2006
"No matter how he configures the ritual, the artist operates under individuation's compulsion to repeat: as a substitute for everyone else, he must again and again stir up and agitate the painful echoes located in the scars left behind by labor on the ego." (Beat Wyss, der Wille zur Kunst)
"Seated model" deals with one specific model of the image of the artist: an archetype, whose roots lie deep within the biographies of artists of the modern era, and which has constituted a kind of matrix for the modes of existence chosen by many producers of art within the sphere of occidental culture in recent centuries. It is a question of the model of the broken, suffering artistic personality, which positions itself autocratically at the centerpoint of the artist's conception of the world - a model that, meanwhile, has in many cases come to be regarded as outmoded. Within the artistic community, this model has ostensibly suffered from a loss of credibility. Yet if we consider contemporary phenomena, it has clearly even become highly diffused throughout the images of many other professional occupations. Contemporary work practices in many fields - and in particular in areas that focus on creativity, research and development - demand of their practitioners expenditures of time and energy that involve self-exploitation and which frequently drive both body and spirit to the edge of exhaustion, while at the same time involving a heightened sensitivity of ones own purported importance and productive presence.
In its serial mode of presentation, its sober approach to recording and its strategy of scenarization, which is based on declension, the work formulates an exploratory and ironic distance to its thematic content. Notwithstanding, the staging is based upon a "true" incident. Hurrying between various appointments, all (of course) involving art projects, Alba D'Urbano broke her leg. Sitting in her wheelchair and considering the unfortunate conjunction of circumstances, she reflected in general terms on the ancient theme of the artist as a projective surface - a function fulfilled by the artist somewhere between self-determination and role-playing, and perhaps in spite of all irony and awareness of critical metalevels.
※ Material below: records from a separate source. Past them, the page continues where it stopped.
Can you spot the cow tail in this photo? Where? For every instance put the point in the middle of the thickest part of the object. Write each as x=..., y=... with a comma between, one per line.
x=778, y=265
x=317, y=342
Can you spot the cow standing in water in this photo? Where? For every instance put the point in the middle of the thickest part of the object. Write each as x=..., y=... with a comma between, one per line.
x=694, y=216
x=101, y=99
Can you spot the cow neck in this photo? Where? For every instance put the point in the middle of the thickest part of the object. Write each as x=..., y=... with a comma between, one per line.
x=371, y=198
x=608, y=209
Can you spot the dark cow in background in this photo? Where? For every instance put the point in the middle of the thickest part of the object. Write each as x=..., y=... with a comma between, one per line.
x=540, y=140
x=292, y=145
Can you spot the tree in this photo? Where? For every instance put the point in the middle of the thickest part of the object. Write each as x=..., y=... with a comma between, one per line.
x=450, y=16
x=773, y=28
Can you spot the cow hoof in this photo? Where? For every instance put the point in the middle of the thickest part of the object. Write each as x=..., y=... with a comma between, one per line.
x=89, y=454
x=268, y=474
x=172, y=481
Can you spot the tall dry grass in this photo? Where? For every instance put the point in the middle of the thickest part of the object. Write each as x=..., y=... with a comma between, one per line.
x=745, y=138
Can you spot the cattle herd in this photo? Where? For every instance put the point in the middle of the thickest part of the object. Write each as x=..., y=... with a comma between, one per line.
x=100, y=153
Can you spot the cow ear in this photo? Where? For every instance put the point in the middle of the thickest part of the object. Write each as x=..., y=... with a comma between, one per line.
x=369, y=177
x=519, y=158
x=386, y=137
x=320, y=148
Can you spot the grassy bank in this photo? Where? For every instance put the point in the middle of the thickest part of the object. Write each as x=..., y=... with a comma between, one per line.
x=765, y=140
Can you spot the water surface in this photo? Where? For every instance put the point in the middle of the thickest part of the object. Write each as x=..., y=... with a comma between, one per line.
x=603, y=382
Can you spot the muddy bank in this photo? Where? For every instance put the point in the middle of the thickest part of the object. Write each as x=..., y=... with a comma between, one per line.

In any event, "seated model" could be seen as posing a question which oscillates between appropriation, rejection and reinterpretation. Here, the artist herself becomes a model. In her representative and art-producing function, she sits with fractured sanctimony in her wheelchair as though on a throne, expectantly awaiting a tribute in the form of photography (the photographer Tina Bara).
As in the other works, the two artists reflect here on the connections between art production and bodily inscription, between performances practices and both medial images and medial art history. Emerging here explicitly as an artistic strategy is the deployment and appropriation of other works of art and "backgrounds" for their own artistic productions and statements. The background of "seated model" is a fresco executed in 1999 by the artist Martin Figura for Alba D'Urbano's apartment. The work is based on architectural drawings by Leon Battista Alberti, and it reflects upon the model function of natural elements in relation to architectonic "building blocks" while confronting the fragile, ephemeral, living material with the abstract, constructed ideal.